Raipur: In an eye catching development, state government has announced its plans to develop a ‘Marine Fossil Park’ at Asia’s oldest marine fossil site discovered recently on the banks of Hasdeo river.
According to the forest department, state government has allocated funds for the proposed park which will be setup in the township area of Hasdeo river in Aamakherwa of Manendragarh, covering an area of around 1 kilometer.
This comes after the remarkable discovery of 280-million-year old marine fossils on the banks of Hasdeo river in Chhattisgarh’s Manendragarh-Chirimiri-Bharatpur (MCB) district, around 300km from state’s capital Raipur.
The discovery has elated the officials who are now hoping for a significant turnout of tourists and researchers in the said locality following completion of the proposed ‘Marine Fossil Park’.
Significantly, the incumbent state government has shown keen interest and is already collecting detailed information related to fossils with an aim to develop the said locality as a major scientific and tourist destination.
“The state government is preparing to develop it as a Marine Fossils Park which is going to be the pride of Asia let alone Chhattisgarh,” said an official.
Expressing his delight over the discovery, Chhattisgarh Chief Minister Vishnu Deo Sai said that finding 280-million-old marine fossil in Manendragarh is a matter of pride for Chhattisgarh and the state government is full committed to preserving and developing its natural heritage.

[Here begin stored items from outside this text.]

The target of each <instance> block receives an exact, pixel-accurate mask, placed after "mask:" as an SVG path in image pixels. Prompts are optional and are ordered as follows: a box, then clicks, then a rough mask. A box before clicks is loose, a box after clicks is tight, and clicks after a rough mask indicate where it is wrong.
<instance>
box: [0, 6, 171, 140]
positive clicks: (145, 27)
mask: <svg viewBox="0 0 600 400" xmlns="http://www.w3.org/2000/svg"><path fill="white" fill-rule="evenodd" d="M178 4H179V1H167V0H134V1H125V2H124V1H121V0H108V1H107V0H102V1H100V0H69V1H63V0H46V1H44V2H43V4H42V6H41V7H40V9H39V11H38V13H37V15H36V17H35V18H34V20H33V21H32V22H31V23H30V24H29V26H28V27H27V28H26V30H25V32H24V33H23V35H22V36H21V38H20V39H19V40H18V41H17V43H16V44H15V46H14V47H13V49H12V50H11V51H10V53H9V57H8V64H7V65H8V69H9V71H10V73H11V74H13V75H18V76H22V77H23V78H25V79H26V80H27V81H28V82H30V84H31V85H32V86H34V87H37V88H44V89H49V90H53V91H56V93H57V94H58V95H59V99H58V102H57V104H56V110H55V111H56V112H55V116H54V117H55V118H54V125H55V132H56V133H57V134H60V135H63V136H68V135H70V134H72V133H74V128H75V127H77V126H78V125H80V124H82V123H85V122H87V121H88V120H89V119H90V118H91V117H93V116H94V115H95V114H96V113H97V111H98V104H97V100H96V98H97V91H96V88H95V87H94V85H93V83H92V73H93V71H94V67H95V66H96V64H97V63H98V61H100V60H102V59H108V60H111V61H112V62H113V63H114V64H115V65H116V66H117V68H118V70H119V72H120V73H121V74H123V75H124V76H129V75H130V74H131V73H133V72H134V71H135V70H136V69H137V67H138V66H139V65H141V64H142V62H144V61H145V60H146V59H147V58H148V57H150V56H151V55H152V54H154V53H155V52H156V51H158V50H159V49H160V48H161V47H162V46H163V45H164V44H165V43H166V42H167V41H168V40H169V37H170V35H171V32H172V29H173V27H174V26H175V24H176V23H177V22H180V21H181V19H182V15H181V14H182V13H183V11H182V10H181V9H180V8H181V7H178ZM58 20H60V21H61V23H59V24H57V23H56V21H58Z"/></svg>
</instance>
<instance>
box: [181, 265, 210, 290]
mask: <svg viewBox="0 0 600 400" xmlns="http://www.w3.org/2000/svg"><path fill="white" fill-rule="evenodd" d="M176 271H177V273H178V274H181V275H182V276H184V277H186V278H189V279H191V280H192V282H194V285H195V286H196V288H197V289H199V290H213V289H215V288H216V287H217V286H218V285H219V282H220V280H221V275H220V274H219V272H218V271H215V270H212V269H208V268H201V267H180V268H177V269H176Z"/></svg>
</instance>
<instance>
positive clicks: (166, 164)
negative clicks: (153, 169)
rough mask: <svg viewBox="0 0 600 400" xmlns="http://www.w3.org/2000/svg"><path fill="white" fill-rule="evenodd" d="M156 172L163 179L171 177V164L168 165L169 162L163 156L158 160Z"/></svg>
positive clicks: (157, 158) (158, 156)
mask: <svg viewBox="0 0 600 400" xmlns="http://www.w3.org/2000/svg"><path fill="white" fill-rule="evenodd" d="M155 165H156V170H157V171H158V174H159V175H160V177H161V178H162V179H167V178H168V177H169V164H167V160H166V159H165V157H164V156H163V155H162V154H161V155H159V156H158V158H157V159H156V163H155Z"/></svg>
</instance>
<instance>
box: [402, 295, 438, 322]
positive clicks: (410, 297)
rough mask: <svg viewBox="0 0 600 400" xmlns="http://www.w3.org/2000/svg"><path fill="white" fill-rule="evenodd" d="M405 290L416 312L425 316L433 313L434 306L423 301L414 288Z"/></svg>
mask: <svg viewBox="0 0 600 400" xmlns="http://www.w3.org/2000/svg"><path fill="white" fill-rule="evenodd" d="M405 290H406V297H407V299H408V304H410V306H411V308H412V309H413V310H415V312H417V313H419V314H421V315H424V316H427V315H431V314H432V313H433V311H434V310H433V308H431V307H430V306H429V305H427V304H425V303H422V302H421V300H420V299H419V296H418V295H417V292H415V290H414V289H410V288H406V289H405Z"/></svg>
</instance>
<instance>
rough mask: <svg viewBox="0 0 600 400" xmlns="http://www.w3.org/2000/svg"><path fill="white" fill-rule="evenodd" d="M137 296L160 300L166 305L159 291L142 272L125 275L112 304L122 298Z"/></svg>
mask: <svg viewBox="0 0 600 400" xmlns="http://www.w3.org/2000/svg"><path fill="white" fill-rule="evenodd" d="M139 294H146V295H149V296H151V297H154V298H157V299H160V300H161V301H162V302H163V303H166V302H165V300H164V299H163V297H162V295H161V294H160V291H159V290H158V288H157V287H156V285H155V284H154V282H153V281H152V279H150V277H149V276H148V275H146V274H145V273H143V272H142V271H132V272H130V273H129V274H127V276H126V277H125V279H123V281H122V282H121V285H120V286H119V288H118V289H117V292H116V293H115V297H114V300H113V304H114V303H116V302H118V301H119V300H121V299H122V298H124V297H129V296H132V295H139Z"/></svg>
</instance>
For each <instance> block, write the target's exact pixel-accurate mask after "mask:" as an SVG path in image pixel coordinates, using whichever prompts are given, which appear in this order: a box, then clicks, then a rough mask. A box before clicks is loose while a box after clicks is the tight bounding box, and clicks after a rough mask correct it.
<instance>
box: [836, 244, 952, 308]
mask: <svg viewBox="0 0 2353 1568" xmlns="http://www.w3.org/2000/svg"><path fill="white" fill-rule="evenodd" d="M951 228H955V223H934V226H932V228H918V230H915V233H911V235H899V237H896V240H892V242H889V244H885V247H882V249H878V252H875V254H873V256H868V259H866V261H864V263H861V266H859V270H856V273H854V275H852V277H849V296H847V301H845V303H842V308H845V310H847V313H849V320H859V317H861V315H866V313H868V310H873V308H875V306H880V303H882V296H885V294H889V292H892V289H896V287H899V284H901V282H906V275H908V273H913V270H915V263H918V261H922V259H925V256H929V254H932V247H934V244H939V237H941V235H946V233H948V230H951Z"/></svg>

The CM further asserted that the said park will not only become a center of scientific research but will also create new employment opportunities related to tourism.
After being developed as a Marine Fossil Park, the area will open to tourists and scientists as a bio-diversity heritage site. Tourist coming here will be able to see and understand the story of the origin and evolution of organisms millions of years old. The Chhattisgarh government is giving special importance to this project. Teams of Geological Survey of India, Kolkata and Birbal Sahni Institute Lucknow have studied the area and assessed its possibilities, he added.
Meanwhile terming it a significant discovery, Dr Vinay Kumar Pandey, Nodal Officer of the Department of Archaeology, said that this would be the largest fossils in Asia. Scientific archaeologists from the country and abroad will come here to study. Carbon dating revealed that it is 280 million years old. It was first discovered by Dr SK Ghosh in 1954. Then the team of ESI and Lucknow Birbal continuously surveyed it.
According to scientists, 280 million years ago, there was a glacier at the place of the present Hasdeo river that later got absorbed in the sea in the form of a thin strip called ‘Stathis’ through which marine organisms entered the present Hasdeo river of Manendragarh. They gradually became extinct but their fossils can still be seen at the said site. In the year 2015, scientists of Birbal Sahni Institute of Paleo Sciences, Lucknow also confirmed it.
The remains of fossils provide evidence that millions of years ago there was a sea in this area, which later disappeared due to natural changes and the remains of these organisms got buried in the stones and got preserved as fossils. This is an important discovery that provides us information about the history and change of the earth.
Following the discovery of the marine fossils the area has indeed became an important cultural and scientific heritage, which is expected to help unravel the ancient history of the planet earth. Notably, the area has been preserved as a National Geological Monument by the Geological Survey of India (GSI) since 1982.